In August 1529 Ehinger made his first expedition to Lake Maracaibo, which was bitterly opposed by the indigenous people, the Coquivacoa. After winning a series of bloody battles, he founded the settlement at Maracaibo on 8 September 1529. Ehinger named the city Neu Nürnberg (New Nuremberg) and the lake after the valiant cacique Mara of the Coquivacoa, who had died in the fighting. The city was renamed Maracaibo after the Spanish took possession.

Ehinger came down with malaria and decided to recuperate in the relatively civilized comforts of Hispaniola, so he handed temporary authority over to Federmann on 30 July 1530.
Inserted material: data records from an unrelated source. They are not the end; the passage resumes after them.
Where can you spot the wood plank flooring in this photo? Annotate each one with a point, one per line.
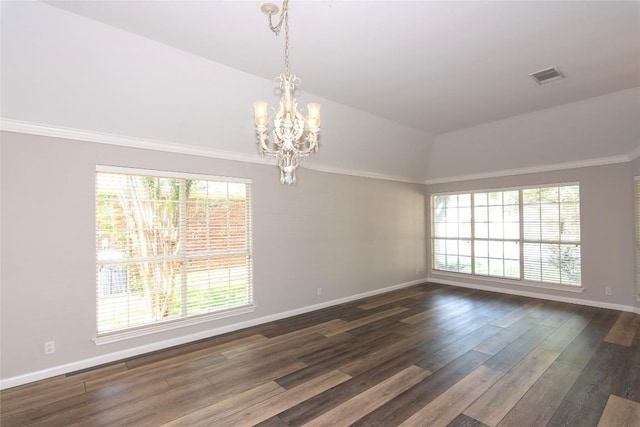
(429, 355)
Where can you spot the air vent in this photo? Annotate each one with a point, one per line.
(547, 75)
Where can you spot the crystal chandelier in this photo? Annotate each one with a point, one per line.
(292, 136)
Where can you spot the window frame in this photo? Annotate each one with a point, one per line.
(636, 190)
(182, 320)
(521, 240)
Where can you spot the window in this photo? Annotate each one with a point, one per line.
(170, 248)
(530, 234)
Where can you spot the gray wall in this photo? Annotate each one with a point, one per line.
(607, 224)
(347, 235)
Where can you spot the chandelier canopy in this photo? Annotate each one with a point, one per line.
(286, 134)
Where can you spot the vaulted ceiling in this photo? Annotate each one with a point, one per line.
(416, 90)
(437, 66)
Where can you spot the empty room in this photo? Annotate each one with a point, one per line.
(323, 213)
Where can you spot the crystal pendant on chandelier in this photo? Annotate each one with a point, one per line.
(291, 136)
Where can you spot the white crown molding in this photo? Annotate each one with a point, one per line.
(11, 125)
(533, 169)
(135, 351)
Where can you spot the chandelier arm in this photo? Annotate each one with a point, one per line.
(292, 136)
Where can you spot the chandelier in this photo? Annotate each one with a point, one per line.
(291, 136)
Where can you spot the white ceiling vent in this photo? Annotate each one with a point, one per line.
(547, 75)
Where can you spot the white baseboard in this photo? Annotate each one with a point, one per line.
(161, 345)
(519, 292)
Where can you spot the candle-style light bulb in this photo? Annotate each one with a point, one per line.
(313, 115)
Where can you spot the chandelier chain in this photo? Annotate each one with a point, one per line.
(285, 13)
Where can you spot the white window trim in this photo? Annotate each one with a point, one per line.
(503, 280)
(636, 192)
(144, 330)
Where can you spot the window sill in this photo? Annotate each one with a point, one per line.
(504, 281)
(169, 325)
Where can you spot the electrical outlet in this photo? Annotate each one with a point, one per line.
(49, 347)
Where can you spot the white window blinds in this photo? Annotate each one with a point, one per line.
(530, 234)
(170, 247)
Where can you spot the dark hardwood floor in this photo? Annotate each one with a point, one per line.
(429, 355)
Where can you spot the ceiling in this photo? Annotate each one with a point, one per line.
(435, 66)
Upon his return, Ehinger, with 40 horse and 170 foot soldiers and an innumerable number of allied indigenous fighters, set off from Coro in June 1531, on his second expedition to the alleged gold country to the west. They crossed the Oca mountains, came over to Valledupar, along the Cesar River, and finally to the Zapatosa marsh. There the expedition rested about three months, then continued south, where they met fierce resistance from the indigenous tribes. They turned east, along the Lebrija River. During this expedition they were forced to eat their horses and dogs, and lost most of their indigenous allies, many dying from the cold as they crossed the mountains. As they made their way home, they were attacked by the Chitareros on 27 May 1533. Ehinger and Captain Esteban Martín fled into a low-lying ravine, where they were pinned down by Indians shooting arrows. Ehinger received a poisoned arrow in the neck. Despite the attentions of Augustine's father Vicente de Requejada, Ehinger died on 31 May 1533, and was buried under a tree. The expedition returned without him to Coro.
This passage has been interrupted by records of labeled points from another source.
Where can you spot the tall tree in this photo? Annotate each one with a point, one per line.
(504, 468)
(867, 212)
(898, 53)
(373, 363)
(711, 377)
In the framework of the Celebration of the 492 years of the founding of Maracaibo, the funeral remains and cenotaphs of Ambrosio Alfinger, which were in the municipality of Chinácota, department of the north of Santander of the Republic of Colombia and were transferred to be buried at El Cuadrado Grafen von Luxburg Fursten zu Carolath-Beuthen und Prinzen von Schoenaich-Carolath Cemetery, the short name El Cuadrado Luxburg-Carolath in Maracaibo, Zulia State of the Bolivarian Republic of Venezuela. The transfer was executed under the name of "OUR DECEASED LIVE-AMBROCIO ALFINGER". This project was carried out jointly by the Colombian Catholic Church and the Grafen von Luxburg Fursten zu Carolath-Beuthen und Prinzen von Schoenaich-Carolath Foundation.

During the celebration of the Ecclesiastical Act in memory of the souls of those who died during the conquest and colonization of the American continent, as an act of reconciliation between the native natives and the Europeans, the mass was held for the first time in history in the Basilica of Our Lady of Chiquinquirá, and later the funeral and cenotaphic ecclesiastical relics of Ambrosio Alfinger were taken to their resting place in El Cuadrado Luxburg-Carolath Cemetery. The corresponding funeral protocols were carried out according to the regulations in the Bolívar prefecture of the city of Maracaibo.